What is impressive about the Dalai Lama is that he truly embodies the humble, compassionate ideal that you hear and read about. Though the Dalai Lama may not say anything earth-shattering or conceptually new, the fact that he exists to say it and live it seems to be where the magic is for me. Just seeing his earnestness as he bows to all his fellow panelists & the audience and his exuberance as he navigates the questions and dialogue is cleansing to the soul. Watching and listening to him is like looking at the world through the eyes of a child, only this guy is 72. Can you imagine looking at the world with such optimism and non-jadedness? Even in my 30's, so much already colors my perception of people and situations before they even have a chance to play out.

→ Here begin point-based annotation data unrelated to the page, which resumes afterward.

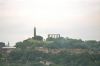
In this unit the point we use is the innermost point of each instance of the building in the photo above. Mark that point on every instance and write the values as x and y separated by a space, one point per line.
36 37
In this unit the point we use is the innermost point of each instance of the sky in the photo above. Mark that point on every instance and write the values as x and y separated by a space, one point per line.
78 19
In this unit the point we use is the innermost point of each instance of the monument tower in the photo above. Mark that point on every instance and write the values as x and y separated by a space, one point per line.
34 31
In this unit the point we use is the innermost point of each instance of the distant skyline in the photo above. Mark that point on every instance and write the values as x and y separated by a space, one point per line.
78 19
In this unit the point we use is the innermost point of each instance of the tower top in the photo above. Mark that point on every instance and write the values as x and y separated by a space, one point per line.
34 31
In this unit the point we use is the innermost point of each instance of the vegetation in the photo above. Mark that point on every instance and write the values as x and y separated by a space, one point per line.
61 52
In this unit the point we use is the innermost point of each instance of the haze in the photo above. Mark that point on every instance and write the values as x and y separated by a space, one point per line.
70 18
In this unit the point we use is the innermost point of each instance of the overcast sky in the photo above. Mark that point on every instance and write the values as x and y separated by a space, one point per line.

He spoke in short sections during the panel, giving his opinion where needed and punctuated the beginning and the end of the panel with thoughts about how to live with compassion. From former speeches I'd seen, I would have thought his English skills were slightly better. But as it was, he seemed to understand a fair amount and did speak the majority of his own answers but had a very skilled interpreter (pictured above) to assist him. There was one panelist who I thought was rather inconsiderate of His Holiness because while he was rolling out a question in his methodical, thoughtful manner, she kept saying "yes..." every few words. It was to signal that she understood what he was saying but it effectively interrupted him each time and after the 3rd or 4th time, I wanted to throw something at her.

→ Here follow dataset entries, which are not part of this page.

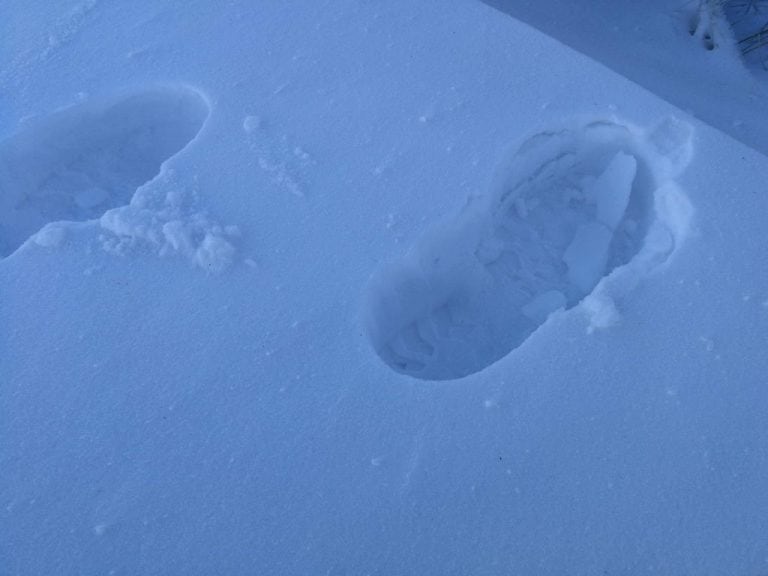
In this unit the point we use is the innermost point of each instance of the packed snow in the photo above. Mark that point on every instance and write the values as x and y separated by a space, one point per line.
359 287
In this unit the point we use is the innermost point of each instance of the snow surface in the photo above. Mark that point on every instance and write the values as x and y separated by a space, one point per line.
351 288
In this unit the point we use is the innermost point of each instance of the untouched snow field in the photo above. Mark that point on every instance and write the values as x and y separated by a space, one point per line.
388 288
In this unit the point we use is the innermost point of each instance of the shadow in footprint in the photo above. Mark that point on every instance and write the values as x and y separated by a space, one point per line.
567 208
77 163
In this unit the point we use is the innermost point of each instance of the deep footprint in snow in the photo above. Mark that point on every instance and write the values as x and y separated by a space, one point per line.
77 163
568 208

My last observation about the Dalai Lama is that he is well accessorized. As you can see in the pictures above, he wore his traditional saffron-colored robe with a matching bag and visor. I love the visor and I am so glad someone at the Seattle Times got a picture of that. I feel fortunate that we were able to get time mid-day on a Friday to attend and come away with inspiration to think beyond our own trappings and realize that just by approaching a person or situation with openness and compassion, it is so simple yet so powerful in paving the way for a positive outcome.